# Universality and Characteristic Polynomials

Today I’m going to describe a simple, yet powerful, trick to deduce specific problems from a “universal” case. The construction is common in algebra; given an object ${O}$ and a property ${P}$ that we would like to deduce about this object, we construct a certain “universal” object ${U}$ such that

1. ${U}$ has property ${P}$;
2. there exists a surjective homomorphism ${\varphi : U \rightarrow O}$ that “preserves” ${P}$.

In order to justify this abstraction, it should be easier to show that ${U}$ satisfies ${P}$ than it is to show that ${O}$ satisfies ${P}$. However, ${U}$ should not be a “trivial” object that vacuously satisfies ${P}$. Instead, ${U}$ should have several “nice” properties that ${O}$ does not have, but it should not have properties that you feel are irrelevant to the current problem. Terry tao discusses a similar trick in analysis (trick 10) in his “problem solving strategies,” post.

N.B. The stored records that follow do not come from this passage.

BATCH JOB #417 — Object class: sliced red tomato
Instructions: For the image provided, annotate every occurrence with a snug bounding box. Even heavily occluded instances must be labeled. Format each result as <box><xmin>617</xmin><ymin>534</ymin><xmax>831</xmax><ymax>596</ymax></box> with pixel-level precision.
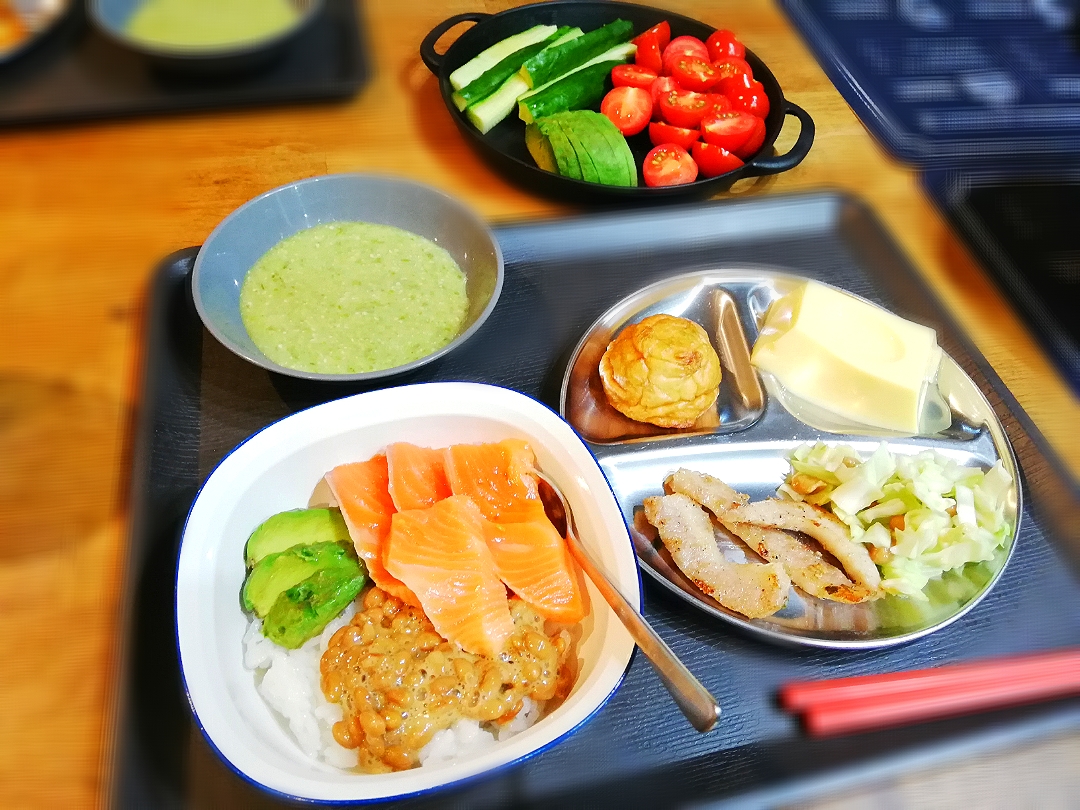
<box><xmin>649</xmin><ymin>76</ymin><xmax>678</xmax><ymax>121</ymax></box>
<box><xmin>660</xmin><ymin>90</ymin><xmax>708</xmax><ymax>130</ymax></box>
<box><xmin>692</xmin><ymin>140</ymin><xmax>743</xmax><ymax>177</ymax></box>
<box><xmin>634</xmin><ymin>35</ymin><xmax>664</xmax><ymax>75</ymax></box>
<box><xmin>662</xmin><ymin>37</ymin><xmax>708</xmax><ymax>73</ymax></box>
<box><xmin>713</xmin><ymin>56</ymin><xmax>754</xmax><ymax>81</ymax></box>
<box><xmin>649</xmin><ymin>121</ymin><xmax>701</xmax><ymax>149</ymax></box>
<box><xmin>600</xmin><ymin>86</ymin><xmax>652</xmax><ymax>135</ymax></box>
<box><xmin>701</xmin><ymin>93</ymin><xmax>731</xmax><ymax>121</ymax></box>
<box><xmin>720</xmin><ymin>76</ymin><xmax>769</xmax><ymax>118</ymax></box>
<box><xmin>701</xmin><ymin>110</ymin><xmax>760</xmax><ymax>152</ymax></box>
<box><xmin>705</xmin><ymin>28</ymin><xmax>746</xmax><ymax>62</ymax></box>
<box><xmin>734</xmin><ymin>116</ymin><xmax>765</xmax><ymax>160</ymax></box>
<box><xmin>669</xmin><ymin>55</ymin><xmax>720</xmax><ymax>93</ymax></box>
<box><xmin>631</xmin><ymin>19</ymin><xmax>672</xmax><ymax>51</ymax></box>
<box><xmin>611</xmin><ymin>65</ymin><xmax>657</xmax><ymax>90</ymax></box>
<box><xmin>642</xmin><ymin>144</ymin><xmax>698</xmax><ymax>188</ymax></box>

One of my favorite examples of this strategy is the following standard qual problem:

Problem 1 Let ${R}$ be a commutative ring with unity. Let ${M}$ and ${N}$ be ${n\times n}$ matrices with entries in ${R}$. Then ${MN}$ and ${NM}$ have the same characteristic polynomial.

The first thing we notice is that if ${M}$ or ${N}$ is invertible, the problem is easy. Indeed, if ${M}$ is invertible, then ${MN = MNMM^{-1}}$ so $\displaystyle \begin{array}{rcl} \det(I X- MN) &=& \det(IX-MNMM^{-1}) \\ &=& \det(MM^{-1}X - M\left(NM\right)M^{-1}) \\ &=& \det(M)\det(IX - NM)\det(M)^{-1} \\ &=& \det(IX - NM). \end{array}$

This observation shows that a possible candidate for a universal space ${U}$, should contain a lot of invertible matrices. This may not be the case for ${R}$ because it may have many zero divisors and few units. Even if ${M}$ has a non-zero determinant, it might not be invertible. Another possible reduction could involve working over a field. Indeed, in this case, a proof involving row and column operations exists, but it is tedious.

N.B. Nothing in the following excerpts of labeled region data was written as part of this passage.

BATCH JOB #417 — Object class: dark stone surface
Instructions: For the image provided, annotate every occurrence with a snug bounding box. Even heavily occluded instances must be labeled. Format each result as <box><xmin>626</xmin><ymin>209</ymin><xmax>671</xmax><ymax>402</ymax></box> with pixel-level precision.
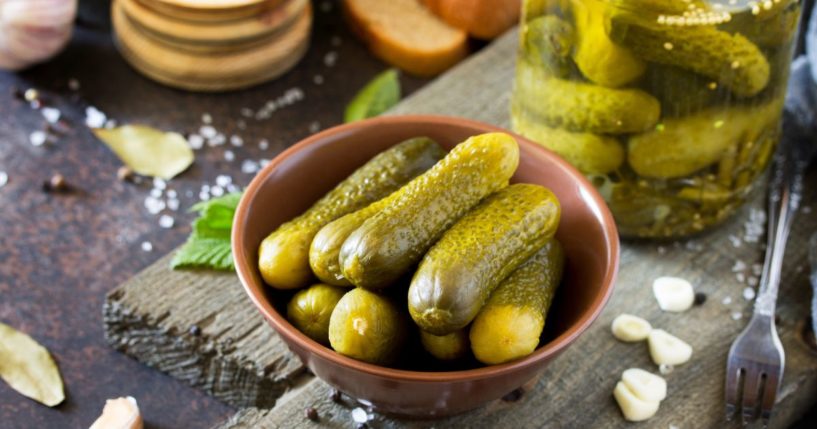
<box><xmin>0</xmin><ymin>6</ymin><xmax>424</xmax><ymax>429</ymax></box>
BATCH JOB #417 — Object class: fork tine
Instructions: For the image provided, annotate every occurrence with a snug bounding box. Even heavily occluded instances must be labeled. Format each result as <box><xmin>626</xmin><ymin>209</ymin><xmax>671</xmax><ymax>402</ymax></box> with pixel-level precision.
<box><xmin>741</xmin><ymin>371</ymin><xmax>763</xmax><ymax>425</ymax></box>
<box><xmin>760</xmin><ymin>374</ymin><xmax>780</xmax><ymax>424</ymax></box>
<box><xmin>726</xmin><ymin>364</ymin><xmax>743</xmax><ymax>420</ymax></box>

A clever way of proceeding, is to consider the following ring: $\displaystyle \begin{array}{rcl} U &:=& \mathbf{Z}[X_{ij}, Y_{kl} : i,j, k, l \in \{1, \cdots, n\}], \end{array}$

where ${X_{ij}}$ and ${Y_{lk}}$ are indeterminates. Define the matrices ${M' = (X_{ij})_{i,j \in \{1, \cdots, n\}}}$ and ${N' = (Y_{kl})_{k, l \in \{1, \cdots, n\}}}$. We consider the the quotient field $\displaystyle \begin{array}{rcl} K = \text{quot}(U) = \mathbf{Q}(X_{ij}, Y_{kl} : i,j, k, l \in \{1, \cdots, n\}) \end{array}$

Observe that over ${K}$, ${\det(M')}$ and ${\det(N')}$ are non-zero. Hence, ${M'}$ is invertible. Our remark before shows that the characteristic polynomial of ${M'N'}$ is the characteristic polynomial of ${N'M'}$. Moreover, the characteristic polynomial of ${M'N'}$ has integer coefficients by the definition of the determinant. Thus, the remark is almost trivially true over ${U}$. Further, we can define a map $\displaystyle \begin{array}{rcl} \varphi : U &\rightarrow& R \\ X_{ij} &\mapsto& a_{ij} \\ Y_{kl} &\mapsto& b_{kl} \\ 1 &\mapsto& 1, \end{array}$

where ${M = (a_{ij})_{i, j \in \{1, \cdots, n\}}}$ and ${N = (b_{kl})_{k, l \in \{1, \cdots, n\}}}$. Because the coefficients of ${P(X)}$, the characteristic polynomial of ${M'N' }$, has coefficients that are polynomials in the entries of ${M'N'}$, with a bit of thought, we see that the characteristic polynomial of ${MN}$ is equal to ${P^\varphi}$. The same statement holds for ${N'M'}$ and ${NM}$. Thus, ${MN}$ and ${NM}$ have the same characteristic polynomial.

Because ${\mathbf{Z}}$ is the initial object in the category of commutative rings with unity, we can always define such a map. If ${R}$ does not contain an identity element, is it possible to apply this proof to that case as well? The map ${\varphi}$ is not so well defined in this case. However, this technique exposes this problem for what it really is, (symbol manipulation), so it appears that the result should continue to hold.